Seputar Islamisasi ilmu pengetahuan ini telah begitu lama menebarkan perdebatan
penuh kontroversi di kalangan umat Islam. Ada yang pro dan ada yang kontra. Menurut
Mulyadhi Kartanegara, Islamisasi ilmu pengetahuan merupakan naturalisasi sains (ilmu
pengetahauan) untuk meminimalisasikan dampak negatif sains sekuler terhadap sistem
kepercayaan agama dan dengan begitu agama menjadi terlindungi.
Menurut al-Faruqi, Islamisasi adalah usaha "untuk mendefinisikan kembali, menyusun
ulang data, memikirkan kembali argumen dan rasionalisasi yang berkaitan dengan data itu,
menilai kembali kesimpulan dan tafsiran, memproyeksikan kembali tujuan-tujuan dan
melakukan semua itu sedemikian rupa sehingga disiplin-disiplin ini memperkaya wawasan
Islam dan bermanfaat bagi cause (cita-cita).

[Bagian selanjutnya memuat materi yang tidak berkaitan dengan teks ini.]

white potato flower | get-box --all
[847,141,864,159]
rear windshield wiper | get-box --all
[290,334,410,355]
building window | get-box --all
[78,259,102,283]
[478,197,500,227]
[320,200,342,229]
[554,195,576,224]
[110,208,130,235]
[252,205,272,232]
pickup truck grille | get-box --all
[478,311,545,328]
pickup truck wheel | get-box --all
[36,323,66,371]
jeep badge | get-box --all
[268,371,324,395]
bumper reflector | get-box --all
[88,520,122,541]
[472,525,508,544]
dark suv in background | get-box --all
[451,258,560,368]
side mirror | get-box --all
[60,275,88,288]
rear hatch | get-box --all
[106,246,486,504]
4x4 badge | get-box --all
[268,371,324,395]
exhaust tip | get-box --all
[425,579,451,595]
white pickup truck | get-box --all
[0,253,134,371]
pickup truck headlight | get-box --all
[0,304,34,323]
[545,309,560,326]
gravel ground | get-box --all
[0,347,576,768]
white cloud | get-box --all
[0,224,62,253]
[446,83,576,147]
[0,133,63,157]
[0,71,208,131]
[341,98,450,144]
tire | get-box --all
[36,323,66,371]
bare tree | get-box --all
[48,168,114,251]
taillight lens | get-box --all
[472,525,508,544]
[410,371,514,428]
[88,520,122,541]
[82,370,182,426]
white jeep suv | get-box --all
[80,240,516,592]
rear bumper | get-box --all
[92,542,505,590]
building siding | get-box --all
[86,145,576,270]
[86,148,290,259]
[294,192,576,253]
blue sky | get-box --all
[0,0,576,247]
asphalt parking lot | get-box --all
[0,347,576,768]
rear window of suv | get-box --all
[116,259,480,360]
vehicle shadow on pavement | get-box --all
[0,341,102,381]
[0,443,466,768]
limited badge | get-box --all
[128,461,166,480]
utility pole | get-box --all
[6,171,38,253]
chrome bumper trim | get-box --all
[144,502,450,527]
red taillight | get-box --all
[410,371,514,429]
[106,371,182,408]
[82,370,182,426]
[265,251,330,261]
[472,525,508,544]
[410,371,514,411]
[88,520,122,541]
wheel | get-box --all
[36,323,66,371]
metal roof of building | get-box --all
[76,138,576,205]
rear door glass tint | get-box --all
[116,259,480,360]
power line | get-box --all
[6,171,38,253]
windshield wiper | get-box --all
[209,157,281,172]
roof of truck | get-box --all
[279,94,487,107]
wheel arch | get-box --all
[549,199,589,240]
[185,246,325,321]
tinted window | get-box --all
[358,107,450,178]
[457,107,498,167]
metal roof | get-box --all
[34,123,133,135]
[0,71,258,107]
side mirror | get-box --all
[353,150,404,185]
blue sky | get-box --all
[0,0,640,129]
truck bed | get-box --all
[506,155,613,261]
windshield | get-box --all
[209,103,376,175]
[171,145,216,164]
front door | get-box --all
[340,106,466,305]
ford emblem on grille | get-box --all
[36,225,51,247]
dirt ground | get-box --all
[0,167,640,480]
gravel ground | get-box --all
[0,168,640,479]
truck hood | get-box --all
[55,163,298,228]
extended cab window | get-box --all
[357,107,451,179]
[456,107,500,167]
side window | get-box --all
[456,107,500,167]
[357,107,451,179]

Sejumlah kelompok ilmuwan yang mendukung gagasan Islamisasi ilmu pengetahuan,
Mulyanto misalnya mengatakan bahwa Islamisasi ilmu pengetahuan sering dipandang sebagai
suatu proses perapan etika Islam dalam pemanfaatan ilmu pengetahuan dan criteria pemilihan
suatu ilmu pengetahuan yang akan dikembangkannya. Dengan kata lain, Islam hanya berlaku
sebagai criteria etis diluar struktur ilmu pengetahuan. Asumsi dasar adalah, bahwa ilmu
pengetahuan adalah bebas nilai. Konsekuensi logisnya mereka menganggap mustahil
munculnya ilmu pengetahuan islami, sebagaimana mustahil munculnya ilmu pengetahuan
Marxisme. Dan Islam beserta ideologi-ideologi lainnya, hanya mampu merasuki subjek ilmu
pengetahuan dan tidak pada ilmu itu sendiri. Islam hanya berlaku sebelum dan sesudah ilmu
pengetahuan bereaksi; lalu menyerahkan kedaulaan mutlak pada metodelogi ilmu
bersangkutan. Lebih lanjut Mulyanto mengatakan bahwa Islamisasi ilmu pengetahuan, tidak
lain dari proses pengembalian atau pemurnian ilmu pengetahuan pada prinsip-prinsip yang
hakiki, yakni: tauhid, kesatuan makna kebenaran, dan kesatuan ilmu pengetahuan.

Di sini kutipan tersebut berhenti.